One Identity Manager 10.0: Elevating Enterprise Identity Security with Risk-Based Governance

Modern enterprise environments face an increasingly complex threat landscape. As organizations expand their digital footprint, managing and securing identities becomes paramount. Robust Identity Governance and Administration (IGA) solutions are no longer optional; they are a critical security control. Against this backdrop, One Identity, a leading name in identity security, announced a significant upgrade to its flagship IGA solution: One Identity Manager 10.0.
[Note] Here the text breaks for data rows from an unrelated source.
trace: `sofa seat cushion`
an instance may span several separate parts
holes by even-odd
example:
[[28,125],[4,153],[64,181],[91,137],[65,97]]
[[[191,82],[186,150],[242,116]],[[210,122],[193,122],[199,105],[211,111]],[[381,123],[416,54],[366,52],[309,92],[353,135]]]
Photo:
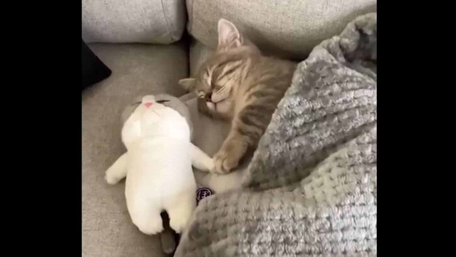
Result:
[[186,1],[189,32],[207,46],[216,46],[217,22],[223,18],[262,50],[297,59],[356,17],[377,9],[377,0]]
[[83,256],[165,256],[158,237],[142,234],[131,222],[124,181],[110,186],[104,177],[125,151],[123,109],[144,94],[183,94],[178,81],[188,75],[188,51],[180,43],[89,46],[112,74],[82,93]]
[[83,0],[87,42],[168,44],[185,28],[183,0]]

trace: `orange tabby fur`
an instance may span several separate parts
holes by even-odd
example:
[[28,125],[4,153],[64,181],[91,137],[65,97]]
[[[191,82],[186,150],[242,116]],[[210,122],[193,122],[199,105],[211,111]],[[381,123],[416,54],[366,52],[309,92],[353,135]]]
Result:
[[295,65],[264,55],[233,24],[219,21],[215,52],[195,78],[179,81],[196,91],[201,112],[231,122],[228,137],[213,157],[215,172],[230,172],[248,149],[256,147],[290,85]]

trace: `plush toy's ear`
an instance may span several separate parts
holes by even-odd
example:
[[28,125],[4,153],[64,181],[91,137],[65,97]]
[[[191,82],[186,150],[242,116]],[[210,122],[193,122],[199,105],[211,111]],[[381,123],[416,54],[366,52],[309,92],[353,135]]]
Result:
[[181,85],[182,88],[188,91],[193,91],[195,89],[194,79],[182,79],[179,81],[179,84]]
[[218,47],[231,48],[242,44],[242,37],[234,24],[220,19],[218,21]]

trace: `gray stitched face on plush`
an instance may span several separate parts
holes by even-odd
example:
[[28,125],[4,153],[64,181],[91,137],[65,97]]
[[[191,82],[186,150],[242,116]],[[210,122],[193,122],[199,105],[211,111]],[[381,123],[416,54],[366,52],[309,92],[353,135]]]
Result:
[[[141,95],[135,98],[133,102],[127,105],[121,115],[123,126],[131,115],[131,114],[133,113],[135,110],[136,109],[136,107],[141,104],[143,96],[143,95]],[[190,127],[190,135],[192,135],[193,125],[192,123],[190,112],[187,105],[177,97],[166,94],[161,94],[155,95],[155,96],[156,102],[172,108],[177,111],[182,117],[185,118],[187,123],[188,124],[188,126]]]

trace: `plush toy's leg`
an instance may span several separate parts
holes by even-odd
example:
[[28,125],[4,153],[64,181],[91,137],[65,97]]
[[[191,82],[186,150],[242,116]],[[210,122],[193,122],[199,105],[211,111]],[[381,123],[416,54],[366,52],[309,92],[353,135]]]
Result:
[[170,203],[166,212],[170,217],[170,226],[176,233],[181,234],[185,229],[189,220],[196,208],[195,192],[184,192]]
[[132,204],[127,203],[127,207],[131,221],[141,232],[146,235],[155,235],[163,230],[160,208],[150,203],[139,200]]
[[119,157],[106,171],[104,179],[108,184],[117,184],[127,176],[127,153]]
[[202,171],[214,173],[214,161],[212,158],[209,157],[198,147],[192,143],[190,143],[190,151],[192,151],[192,165]]

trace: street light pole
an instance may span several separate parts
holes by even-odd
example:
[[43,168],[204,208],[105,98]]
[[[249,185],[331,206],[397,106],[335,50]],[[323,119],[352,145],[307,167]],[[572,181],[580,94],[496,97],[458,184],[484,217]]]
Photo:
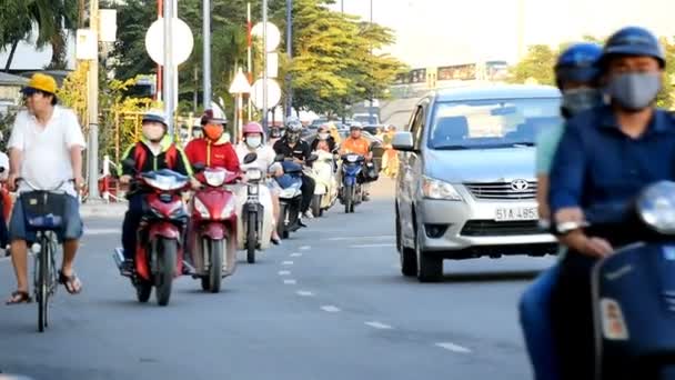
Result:
[[99,193],[99,0],[89,1],[89,29],[93,31],[97,53],[89,62],[89,200],[100,200]]
[[[286,0],[286,50],[289,53],[289,62],[293,59],[293,0]],[[293,88],[291,73],[286,73],[286,112],[290,117],[293,112]]]
[[175,66],[173,64],[173,1],[164,1],[164,70],[163,70],[163,98],[164,98],[164,116],[167,117],[167,126],[169,136],[173,137],[173,109],[174,92],[175,92]]
[[204,68],[203,68],[203,102],[204,110],[211,108],[211,0],[202,1],[202,19],[204,34]]

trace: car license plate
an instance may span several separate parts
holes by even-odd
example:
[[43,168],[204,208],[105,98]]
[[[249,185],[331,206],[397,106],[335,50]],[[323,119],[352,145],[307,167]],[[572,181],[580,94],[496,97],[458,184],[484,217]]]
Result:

This major upgrade, unveiled on January 20th, 2026, reinforces identity governance as a foundational element for enterprise security. It introduces a suite of security-driven capabilities designed to address the sophisticated challenges of today and tomorrow. For IT professionals, security analysts, and developers tasked with safeguarding organizational assets, this evolution in identity management is a crucial development.

Strengthening Identity Governance as a Critical Control

Identity governance serves as the backbone of a secure access strategy. It ensures that the right individuals have the right access to the right resources at the right time, and that those permissions are regularly reviewed and enforced. One Identity Manager 10.0’s enhancements underscore this principle, moving beyond basic provisioning to incorporate advanced security features.
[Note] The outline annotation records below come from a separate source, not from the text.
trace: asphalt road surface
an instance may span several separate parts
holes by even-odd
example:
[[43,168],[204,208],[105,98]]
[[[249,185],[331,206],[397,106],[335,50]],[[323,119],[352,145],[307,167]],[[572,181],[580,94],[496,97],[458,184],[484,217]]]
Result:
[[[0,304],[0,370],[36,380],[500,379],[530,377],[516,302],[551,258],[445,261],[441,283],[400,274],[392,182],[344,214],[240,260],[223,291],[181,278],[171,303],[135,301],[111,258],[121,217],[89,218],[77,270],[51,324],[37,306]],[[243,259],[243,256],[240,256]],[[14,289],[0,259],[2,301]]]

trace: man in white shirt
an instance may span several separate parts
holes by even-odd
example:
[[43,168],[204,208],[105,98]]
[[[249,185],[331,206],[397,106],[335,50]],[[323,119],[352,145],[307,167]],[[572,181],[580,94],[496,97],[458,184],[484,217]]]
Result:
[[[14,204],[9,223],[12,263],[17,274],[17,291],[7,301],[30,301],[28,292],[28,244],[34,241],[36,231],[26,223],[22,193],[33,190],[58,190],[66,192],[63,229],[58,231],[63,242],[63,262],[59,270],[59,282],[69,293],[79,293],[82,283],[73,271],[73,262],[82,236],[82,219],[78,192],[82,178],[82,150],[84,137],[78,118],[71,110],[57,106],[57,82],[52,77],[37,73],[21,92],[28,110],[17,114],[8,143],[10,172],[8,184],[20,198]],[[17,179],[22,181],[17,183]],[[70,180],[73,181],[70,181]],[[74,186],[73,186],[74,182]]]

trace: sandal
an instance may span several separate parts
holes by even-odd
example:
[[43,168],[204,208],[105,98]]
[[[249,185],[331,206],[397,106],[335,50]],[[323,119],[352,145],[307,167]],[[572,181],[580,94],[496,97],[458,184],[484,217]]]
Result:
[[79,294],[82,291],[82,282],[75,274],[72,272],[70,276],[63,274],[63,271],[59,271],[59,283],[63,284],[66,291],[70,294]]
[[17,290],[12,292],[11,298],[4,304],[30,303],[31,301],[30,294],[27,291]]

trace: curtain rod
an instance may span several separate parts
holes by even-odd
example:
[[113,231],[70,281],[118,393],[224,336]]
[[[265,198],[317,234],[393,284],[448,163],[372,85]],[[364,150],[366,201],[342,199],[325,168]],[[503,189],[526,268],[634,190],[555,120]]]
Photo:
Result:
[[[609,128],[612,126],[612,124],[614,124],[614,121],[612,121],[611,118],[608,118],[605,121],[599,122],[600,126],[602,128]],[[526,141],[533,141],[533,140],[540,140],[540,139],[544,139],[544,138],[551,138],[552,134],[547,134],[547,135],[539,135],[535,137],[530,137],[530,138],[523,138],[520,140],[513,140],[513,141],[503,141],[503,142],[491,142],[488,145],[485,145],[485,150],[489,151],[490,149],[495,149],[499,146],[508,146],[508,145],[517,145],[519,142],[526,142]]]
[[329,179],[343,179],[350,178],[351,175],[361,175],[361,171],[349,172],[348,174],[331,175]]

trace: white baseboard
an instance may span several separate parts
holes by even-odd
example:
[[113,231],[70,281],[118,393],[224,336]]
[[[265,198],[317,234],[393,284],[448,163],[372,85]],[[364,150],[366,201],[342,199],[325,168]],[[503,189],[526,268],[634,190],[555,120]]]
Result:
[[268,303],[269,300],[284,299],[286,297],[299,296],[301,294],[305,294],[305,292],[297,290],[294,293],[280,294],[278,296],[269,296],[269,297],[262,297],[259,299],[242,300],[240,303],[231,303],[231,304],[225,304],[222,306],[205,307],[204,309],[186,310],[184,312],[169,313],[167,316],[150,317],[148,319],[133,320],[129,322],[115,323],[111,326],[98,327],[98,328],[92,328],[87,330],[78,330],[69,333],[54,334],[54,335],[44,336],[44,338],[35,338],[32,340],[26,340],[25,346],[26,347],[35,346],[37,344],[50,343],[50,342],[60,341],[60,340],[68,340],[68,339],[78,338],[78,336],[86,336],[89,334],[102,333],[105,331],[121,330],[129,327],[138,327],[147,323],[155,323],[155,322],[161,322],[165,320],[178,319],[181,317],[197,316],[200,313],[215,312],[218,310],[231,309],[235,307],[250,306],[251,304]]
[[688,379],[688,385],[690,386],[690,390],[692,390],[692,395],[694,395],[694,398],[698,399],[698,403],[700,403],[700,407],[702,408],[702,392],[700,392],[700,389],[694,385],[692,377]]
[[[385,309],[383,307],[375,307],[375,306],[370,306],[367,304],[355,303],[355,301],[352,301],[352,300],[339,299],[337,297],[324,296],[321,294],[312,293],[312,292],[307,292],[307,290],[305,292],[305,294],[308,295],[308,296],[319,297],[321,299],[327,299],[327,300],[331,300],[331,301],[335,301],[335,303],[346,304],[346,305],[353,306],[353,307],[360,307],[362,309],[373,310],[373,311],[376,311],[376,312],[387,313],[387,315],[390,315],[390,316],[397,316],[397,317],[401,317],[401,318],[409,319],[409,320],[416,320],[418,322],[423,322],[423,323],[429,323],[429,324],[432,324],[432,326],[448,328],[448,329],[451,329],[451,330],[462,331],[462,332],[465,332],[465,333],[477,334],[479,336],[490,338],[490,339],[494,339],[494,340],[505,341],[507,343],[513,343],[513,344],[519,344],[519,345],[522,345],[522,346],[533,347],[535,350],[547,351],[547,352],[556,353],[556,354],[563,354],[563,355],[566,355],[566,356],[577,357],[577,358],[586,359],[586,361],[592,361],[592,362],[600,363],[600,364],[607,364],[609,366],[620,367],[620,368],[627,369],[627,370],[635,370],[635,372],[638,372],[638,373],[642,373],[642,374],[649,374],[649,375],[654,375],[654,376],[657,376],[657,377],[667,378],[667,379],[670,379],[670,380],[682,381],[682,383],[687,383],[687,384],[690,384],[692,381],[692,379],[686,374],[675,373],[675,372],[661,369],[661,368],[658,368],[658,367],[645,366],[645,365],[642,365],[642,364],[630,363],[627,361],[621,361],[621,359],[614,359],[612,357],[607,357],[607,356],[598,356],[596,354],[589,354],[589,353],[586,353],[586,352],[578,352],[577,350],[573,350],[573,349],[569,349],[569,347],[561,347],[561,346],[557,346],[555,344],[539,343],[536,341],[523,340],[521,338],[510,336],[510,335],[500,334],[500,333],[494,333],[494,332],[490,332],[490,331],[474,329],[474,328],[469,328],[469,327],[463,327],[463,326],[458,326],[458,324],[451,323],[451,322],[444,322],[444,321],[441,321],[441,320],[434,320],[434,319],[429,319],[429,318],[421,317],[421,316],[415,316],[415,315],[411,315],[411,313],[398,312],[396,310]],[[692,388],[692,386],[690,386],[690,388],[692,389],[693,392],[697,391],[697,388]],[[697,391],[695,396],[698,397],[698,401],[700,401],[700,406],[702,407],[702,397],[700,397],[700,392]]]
Introducing Security-Driven Capabilities

The core of the One Identity Manager 10.0 upgrade lies in its introduction of what One Identity terms “security-driven capabilities.” While specific details beyond the initial announcement are anticipated, the emphasis on this phrase points to a strategic shift. Traditional IGA focused heavily on compliance and operational efficiency. The 10.0 release signals a stronger integration of proactive security measures directly into the governance framework.

Key areas highlighted include:

• Risk-Based Governance: This capability is pivotal. Instead of treating all access decisions uniformly, risk-based governance prioritizes actions and reviews based on the potential impact of an identity or access privilege being compromised. This means more stringent controls for high-risk access and more efficient management for lower-risk scenarios.
• Identity Threat Detection: Integrating threat detection directly into an IGA solution is a powerful move. This suggests One Identity Manager 10.0 will likely incorporate mechanisms to identify anomalous behavior related to identity usage, potentially flagging suspicious login attempts, unauthorized access patterns, or privilege escalation attempts in real-time.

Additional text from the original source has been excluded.